Author of Emmett Till Book to Speak at Central Library on May 2

 


Birmingham, Ala. - Join author Dr. Robert Mayer at the Central Library on May 2, 2022, as he discusses his new book, "In the Name of Emmett Till: How the Children of the Mississippi Freedom Struggle Showed Us Tomorrow"


In the Name of Emmett Till" was released on September 14, 2021, by NewSouth Books. It has received rave reviews, such as this one by Charles C. Bolton, professor of history, The University of North Carolina at Greensboro:

"In the Name of Emmett Till" vividly explains how the brutal killing in 1955 of a fourteen-year-old boy in the Mississippi Delta inspired a generation of young people to fight for Black freedom. Mayer’s narrative details how the courageous activism of scores of Mississippi youth in the decade after Till's murder played a decisive role in dismantling the state's system of racial apartheid. This book is a powerful reminder that young people are always at the forefront of positive social change. 

Dr.

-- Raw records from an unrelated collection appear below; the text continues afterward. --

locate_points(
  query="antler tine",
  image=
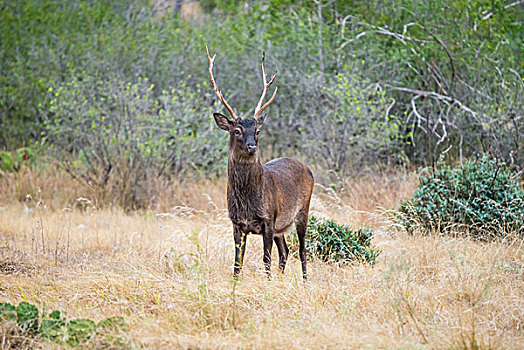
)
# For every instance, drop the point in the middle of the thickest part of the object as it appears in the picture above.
(215, 88)
(259, 109)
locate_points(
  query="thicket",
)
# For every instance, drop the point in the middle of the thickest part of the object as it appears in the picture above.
(480, 198)
(25, 321)
(331, 242)
(118, 92)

Mayer's talk about Emmett Till will take place a month after President Biden signed the Emmett Till Antilynching Act into law on March 29, making lynching a federal hate crime after more than a century of failed efforts in Congress to pass similar legislation.

The bill is named after Till, the Black teenager from Chicago who was abducted, tortured and shot in the head in 1955 after a white woman, Carolyn Bryant Donham, said he whistled at her and touched her in a Mississippi store. The Senate cleared the bill on March 7 by unanimous consent, indicating no opposition, after the House passed it on Feb. 28 in a 422-3 vote. 


"Lynching was pure terror to enforce the lie that not everyone ... belongs in America, not everyone is created equal," President Biden said. "Terror, to systematically undermine hard-fought civil rights. Terror, not just in the dark of the night but in broad daylight. Innocent men, women and children hung by nooses in trees, bodies burned and drowned and castrated." 

"Their crimes? Trying to vote. Trying to go to school. Trying to own a business or preach the gospel. False accusations of murder, arson and robbery. Simply being Black," he continued. 

Robert H. Mayer is an award-winning author who wrote When the Children Marched: The Birmingham Civil Rights Movement (Enslow Publishers, Inc., 2008) and edited The Civil Rights Act of 1964 (Greenhaven Press, 2004). 

 Mayer grew up in Cincinnati, Ohio. He has lived in Pennsylvania his entire adult life, as a social studies teacher in Lewisburg and then a professor of education at Moravian College in Bethlehem. 
 Along the way, he earned an M.A. in history from Xavier University in Cincinnati and a Ph.D. in curriculum and instruction from the Pennsylvania State University in State College. 

Retiring after 41 years of teaching, Mayer now researches and writes most of the day, living in Bethlehem with his wife Jan and his cat Lucy. In truth, he does still teach a little.